Here’s what I do: I try to be there, listen, and cook. Of course I cook.
This soup would be a tasty part of your brunch, lunch of dinner this weekend. Or you can pack it up and bring it to someone who might need a boost.
And I love how it looks with the bright, happy begonias.
I’m bringing it to my friend this weekend — with begonias — with the hope it brings a little bit of comfort, if even for a moment!
P.S. Check out more beautiful food-flower combinations in the Friday Flowers Gallery!
- Olive oil for the pan
- 3/4 cup finely chopped brown onion
- 1 teaspoon ground cumin
- 1-1/2 cups sweet potato peeled and chopped into small pieces
- 3 cups fresh corn kernels about 5 large ears corn
- 3 cups vegetable stock
- 1 tablespoon Adobo sauce see notes
- Sea salt and freshly ground black pepper
- Coat the bottom of a medium-sized saucepan with olive oil. Over medium heat, add the onion and sautée until soft, about 4 minutes. Add the cumin and stir until it's aromatic, about 30 seconds.

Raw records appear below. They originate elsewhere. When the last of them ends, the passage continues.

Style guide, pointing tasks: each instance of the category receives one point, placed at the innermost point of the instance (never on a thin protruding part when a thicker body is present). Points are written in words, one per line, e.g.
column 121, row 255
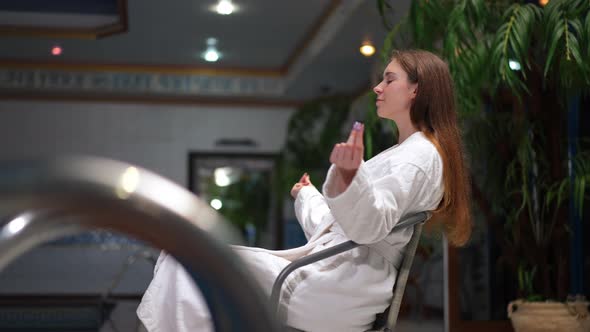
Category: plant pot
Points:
column 549, row 316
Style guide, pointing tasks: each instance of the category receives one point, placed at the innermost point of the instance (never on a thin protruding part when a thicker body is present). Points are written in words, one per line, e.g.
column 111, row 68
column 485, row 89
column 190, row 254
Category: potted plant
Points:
column 521, row 75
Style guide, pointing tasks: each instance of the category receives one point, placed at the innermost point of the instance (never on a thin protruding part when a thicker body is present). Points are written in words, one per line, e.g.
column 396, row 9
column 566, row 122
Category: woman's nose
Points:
column 377, row 89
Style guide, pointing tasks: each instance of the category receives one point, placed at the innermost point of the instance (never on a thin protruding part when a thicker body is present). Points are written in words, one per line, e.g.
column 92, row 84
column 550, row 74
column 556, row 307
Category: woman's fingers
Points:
column 358, row 137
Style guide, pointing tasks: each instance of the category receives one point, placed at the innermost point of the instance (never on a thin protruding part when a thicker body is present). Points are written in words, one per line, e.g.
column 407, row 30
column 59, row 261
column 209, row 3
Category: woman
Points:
column 361, row 201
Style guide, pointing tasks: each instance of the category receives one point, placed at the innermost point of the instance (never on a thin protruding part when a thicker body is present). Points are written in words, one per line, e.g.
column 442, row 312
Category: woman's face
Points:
column 394, row 93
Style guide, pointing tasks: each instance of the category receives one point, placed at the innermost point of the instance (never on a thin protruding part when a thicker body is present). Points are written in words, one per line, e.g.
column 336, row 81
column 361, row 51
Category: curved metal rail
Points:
column 45, row 200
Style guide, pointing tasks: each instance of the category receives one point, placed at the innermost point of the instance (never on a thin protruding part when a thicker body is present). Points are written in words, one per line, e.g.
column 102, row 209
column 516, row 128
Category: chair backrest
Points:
column 400, row 283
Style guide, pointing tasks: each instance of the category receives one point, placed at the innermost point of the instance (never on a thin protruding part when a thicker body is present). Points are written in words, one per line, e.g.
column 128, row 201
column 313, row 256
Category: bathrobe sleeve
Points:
column 310, row 209
column 370, row 207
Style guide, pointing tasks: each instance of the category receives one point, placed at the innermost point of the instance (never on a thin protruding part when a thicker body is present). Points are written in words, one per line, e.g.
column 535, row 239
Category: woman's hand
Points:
column 304, row 181
column 348, row 156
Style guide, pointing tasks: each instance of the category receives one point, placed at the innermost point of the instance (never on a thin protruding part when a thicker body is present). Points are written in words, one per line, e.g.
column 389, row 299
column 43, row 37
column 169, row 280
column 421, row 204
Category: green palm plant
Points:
column 519, row 69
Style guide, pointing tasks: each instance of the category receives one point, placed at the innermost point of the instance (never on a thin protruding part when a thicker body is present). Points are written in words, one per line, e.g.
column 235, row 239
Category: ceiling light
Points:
column 216, row 204
column 224, row 7
column 367, row 49
column 56, row 51
column 211, row 54
column 514, row 65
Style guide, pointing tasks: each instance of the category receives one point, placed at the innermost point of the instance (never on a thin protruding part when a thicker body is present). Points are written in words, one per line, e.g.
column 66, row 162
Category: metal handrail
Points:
column 48, row 199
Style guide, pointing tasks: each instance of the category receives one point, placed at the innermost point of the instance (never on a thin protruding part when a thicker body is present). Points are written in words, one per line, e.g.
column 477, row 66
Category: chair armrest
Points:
column 315, row 257
column 410, row 220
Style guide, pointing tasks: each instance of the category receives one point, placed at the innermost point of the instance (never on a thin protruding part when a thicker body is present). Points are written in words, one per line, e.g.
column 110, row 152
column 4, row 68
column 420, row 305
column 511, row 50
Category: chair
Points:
column 385, row 321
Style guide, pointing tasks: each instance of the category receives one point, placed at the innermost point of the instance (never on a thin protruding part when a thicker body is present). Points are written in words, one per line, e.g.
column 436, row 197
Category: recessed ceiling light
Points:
column 224, row 7
column 56, row 50
column 367, row 49
column 211, row 54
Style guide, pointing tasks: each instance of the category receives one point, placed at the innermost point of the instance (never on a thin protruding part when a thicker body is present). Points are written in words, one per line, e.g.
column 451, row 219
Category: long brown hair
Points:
column 434, row 113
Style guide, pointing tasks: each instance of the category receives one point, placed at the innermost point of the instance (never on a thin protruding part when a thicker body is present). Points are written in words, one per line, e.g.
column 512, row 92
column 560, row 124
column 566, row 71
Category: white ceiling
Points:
column 310, row 45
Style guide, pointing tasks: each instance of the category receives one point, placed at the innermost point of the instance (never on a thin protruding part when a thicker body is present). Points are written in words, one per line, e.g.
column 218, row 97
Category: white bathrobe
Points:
column 342, row 293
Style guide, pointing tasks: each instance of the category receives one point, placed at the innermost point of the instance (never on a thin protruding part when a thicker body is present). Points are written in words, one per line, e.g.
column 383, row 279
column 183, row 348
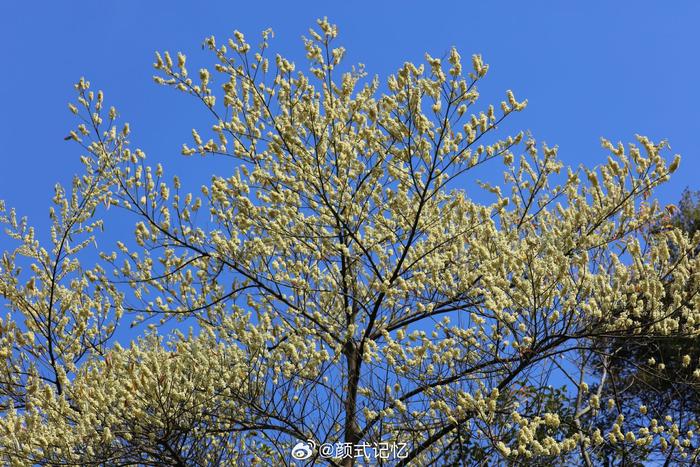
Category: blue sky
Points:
column 589, row 69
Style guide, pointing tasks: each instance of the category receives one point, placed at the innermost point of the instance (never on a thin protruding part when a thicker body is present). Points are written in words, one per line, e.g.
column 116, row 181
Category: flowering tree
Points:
column 343, row 294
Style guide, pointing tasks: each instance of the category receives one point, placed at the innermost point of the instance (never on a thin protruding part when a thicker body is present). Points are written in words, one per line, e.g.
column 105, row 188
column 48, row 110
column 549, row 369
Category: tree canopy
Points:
column 339, row 287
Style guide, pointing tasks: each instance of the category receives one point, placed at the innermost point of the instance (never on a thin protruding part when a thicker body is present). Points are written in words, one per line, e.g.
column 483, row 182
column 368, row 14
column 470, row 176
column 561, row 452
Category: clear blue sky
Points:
column 588, row 68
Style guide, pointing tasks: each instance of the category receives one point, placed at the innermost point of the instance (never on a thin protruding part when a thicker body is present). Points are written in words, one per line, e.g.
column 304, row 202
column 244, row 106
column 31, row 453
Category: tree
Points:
column 338, row 285
column 658, row 373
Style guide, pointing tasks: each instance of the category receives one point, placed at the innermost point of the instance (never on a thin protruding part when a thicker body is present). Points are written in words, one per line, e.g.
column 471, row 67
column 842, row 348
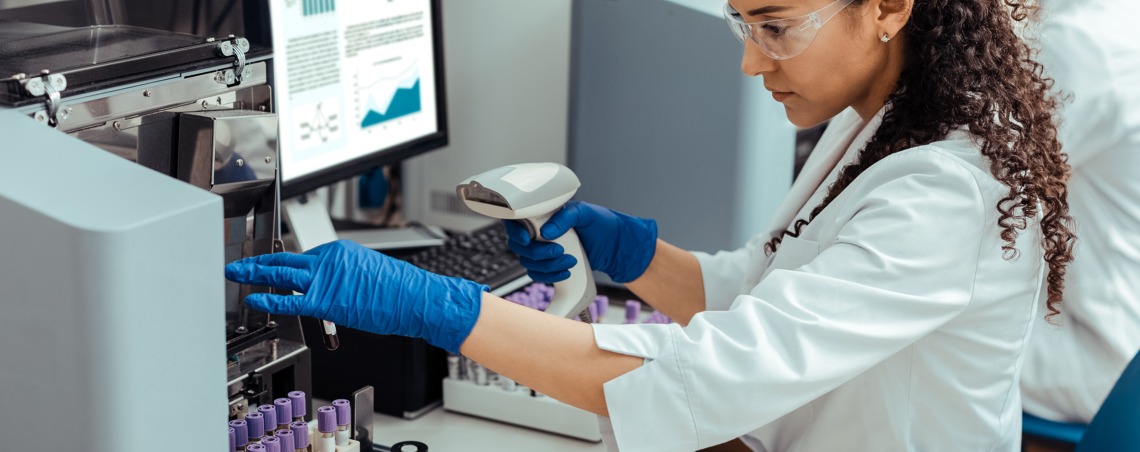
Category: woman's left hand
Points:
column 356, row 287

- Add the sweet potato and cook for about 3 minutes. Next add the corn and sprinkle with a bit of salt and pepper and cook until the corn is heated through, about 4 minutes.
- Pour in the stock and bring to a boil. Cover, reduce the heat to low and simmer for 20 minutes.
- Use an immersion or standing blender to puree the soup until it's almost smooth. Please note that if you use a standing blender for hot liquids, you have to hold down the lid very, very firmly! If you don't do this, the hot liquid, the vibration, and the steam will force the lid off -- be careful!
- Season to taste with salt and pepper, and drizzle a bit of the Adobo sauce on each serving.
FYI, when I say sweet potato, I don't mean an orange yam -- I mean a yellowish sweet potato.
Please note how rich and creamy this soup is -- and that it contains no cream!
30 minutes ahead: Prep the ingredients and cook the soup.
This can be made up to two days ahead, and stored in an airtight container in the refrigerator.